Viceversa un’ordinanza della Cassazione 4 luglio 2018 n. 17424 ha affermato che è illegittimo il licenziamento intimato ad un lavoratore assente dal lavoro per una gastroenterite, il quale nel periodo di astensione aveva svolto in proprio un’attività di tinteggiatura di esterni. In questo caso, ad avviso della Cassazione, l’attività lavorativa svolta dal dipendente non era tale da impedire o ritardare la guarigione e neppure era indice di un insussistente stato di malattia. 

L’aspetto essenziale è costituito dal rilievo che lo svolgimento di altra attività lavorativa durante l’assenza dal lavoro per malattia non è automaticamente riconducibile ad un illecito disciplinare, in quanto è necessario verificare se tale attività, alla luce del suo concreto svolgimento, risulti incompatibile con la condizione di morbilità alla base della sospensione del rapporto di lavoro o sia idonea ad impedire o ritardare la guarigione.

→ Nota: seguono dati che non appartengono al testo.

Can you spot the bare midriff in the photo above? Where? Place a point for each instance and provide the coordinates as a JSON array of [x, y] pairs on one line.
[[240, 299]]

Resta ovviamente salva la rilevanza disciplinare che si avrebbe ove il lavoratore svolgesse attività a favore di concorrenti, in quanto comporterebbe violazione dell’obbligo di fedeltà (art. 2105 c.c).

La Cassazione chiarisce, in altri termini, che non sussiste un divieto assoluto di prestare attività lavorativa durante il periodo di assenza per malattia, a condizione che ciò non sia indice di simulazione dell’infermità o che possa compromettere la guarigione del lavoratore. 

Come sempre suggeriamo, ogni situazione va analizzata caso per caso al fine di mettere a fuoco le specifiche caratteristiche del comportamento del lavoratore.